La Riserva naturale del Monte San Vicino e del Monte Canfaito introduce la sosta a pagamento in dieci giornate specifiche. L'obiettivo è proteggere l'ambiente e gestire meglio l'afflusso di visitatori, specialmente durante Ferragosto e il periodo del foliage.
Gestione accessi e tutela ambientale a Canfaito
Il Comune di San Severino Marche ha deliberato il ripristino della sosta a pagamento. L'iniziativa mira a preservare l'ecosistema della Riserva naturale del Monte San Vicino e del Monte Canfaito. Si vuole anche contrastare l'inquinamento causato dai veicoli a motore. La decisione riguarda la gestione della viabilità sul pianoro di Canfaito. Sarà applicata nei giorni di massima affluenza di visitatori.

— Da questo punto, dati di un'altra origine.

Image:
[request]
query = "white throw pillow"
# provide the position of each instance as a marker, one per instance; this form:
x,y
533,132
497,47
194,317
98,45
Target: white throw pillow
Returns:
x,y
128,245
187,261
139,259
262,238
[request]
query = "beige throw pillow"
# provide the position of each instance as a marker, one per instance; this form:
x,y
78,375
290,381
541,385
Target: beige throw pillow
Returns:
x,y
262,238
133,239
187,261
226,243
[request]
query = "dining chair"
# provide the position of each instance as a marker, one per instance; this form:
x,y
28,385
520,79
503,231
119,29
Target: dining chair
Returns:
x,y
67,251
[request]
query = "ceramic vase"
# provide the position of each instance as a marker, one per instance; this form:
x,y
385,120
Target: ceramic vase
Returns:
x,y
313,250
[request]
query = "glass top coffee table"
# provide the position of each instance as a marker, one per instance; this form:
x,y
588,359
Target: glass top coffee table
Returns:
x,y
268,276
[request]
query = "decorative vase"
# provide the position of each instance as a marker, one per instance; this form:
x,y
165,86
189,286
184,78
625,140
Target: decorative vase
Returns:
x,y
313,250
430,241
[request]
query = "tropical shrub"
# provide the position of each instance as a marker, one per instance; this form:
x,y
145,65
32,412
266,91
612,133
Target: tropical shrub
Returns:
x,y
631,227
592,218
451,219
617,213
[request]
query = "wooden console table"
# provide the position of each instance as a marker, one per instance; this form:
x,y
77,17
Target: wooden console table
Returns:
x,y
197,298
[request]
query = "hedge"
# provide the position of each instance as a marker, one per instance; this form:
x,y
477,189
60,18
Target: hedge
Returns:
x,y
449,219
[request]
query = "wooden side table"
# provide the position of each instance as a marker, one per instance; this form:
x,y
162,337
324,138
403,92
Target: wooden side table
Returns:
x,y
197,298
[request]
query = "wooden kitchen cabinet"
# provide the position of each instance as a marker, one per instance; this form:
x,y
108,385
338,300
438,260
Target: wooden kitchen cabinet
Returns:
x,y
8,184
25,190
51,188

Il provvedimento stabilisce una tariffa giornaliera. Questa sarà di 5 euro per automobili, camper, motorhome e van. La tariffa sarà valida dalle ore 8 alle 20. Si applicherà in dieci giornate specifiche, distribuite tra agosto e novembre. L'accesso e la sosta rimarranno gratuiti per i motocicli. Saranno esentati anche i veicoli al servizio di persone con disabilità. Queste ultime dovranno essere munite di apposito contrassegno.
Per chi deciderà comunque di raggiungere la riserva in auto, è prevista un'area dedicata. Questa sarà allestita dall'Unione Montana Potenza Esino Musone. Questo ente è il gestore ufficiale della Riserva. L'amministrazione comunale ha spiegato le ragioni di questa scelta. Negli anni passati, la fruizione massiccia e indiscriminata del parcheggio ha causato problemi significativi. Si sono verificati episodi di abbandono di rifiuti. Alcuni visitatori hanno causato danni alle strutture. Il traffico è spesso rimasto congestionato nei giorni di punta.
Impatto ambientale e cambiamento culturale
L'incremento del traffico veicolare ha portato a un aumento dell'inquinamento atmosferico. Questo ha avuto ripercussioni negative anche sugli animali al pascolo. Di conseguenza, sono aumentati i costi per la pulizia e la manutenzione dell'area. Questi oneri sono a carico del Comune. Il nuovo provvedimento vuole anche trasmettere un messaggio chiaro. Si rivolge agli amanti della montagna e della natura. Si auspica un cambio di paradigma culturale.
L'obiettivo è incentivare l'utilizzo di mezzi ecologici alternativi. Questo per raggiungere la Riserva. L'iniziativa punta a una fruizione più sostenibile del territorio. Si cerca di ridurre l'impatto ambientale. Si vuole garantire la conservazione a lungo termine di questo prezioso patrimonio naturale. La gestione dei flussi turistici è fondamentale. Questo per preservare la bellezza e la biodiversità di Canfaito.
La decisione di introdurre la sosta a pagamento è stata presa dopo attenta valutazione. Si è considerato l'impatto delle attività umane sull'ambiente. La tutela della riserva è una priorità. Questo per le generazioni presenti e future. L'amministrazione confida nella collaborazione dei visitatori. Si spera in una maggiore consapevolezza riguardo alla necessità di proteggere questi luoghi unici.
Domande frequenti su Canfaito
Quando è prevista la sosta a pagamento a Canfaito?
La sosta a pagamento a Canfaito è prevista in dieci giornate specifiche tra agosto e novembre, in particolare durante il periodo di Ferragosto e quello del foliage. La tariffa giornaliera di 5 euro si applica dalle 8 alle 20.
Quali veicoli sono esentati dal pagamento del parcheggio a Canfaito?
Sono esentati dal pagamento del parcheggio a Canfaito i motocicli e i veicoli utilizzati da persone con disabilità munite di contrassegno. L'accesso e la sosta per queste categorie rimangono gratuiti.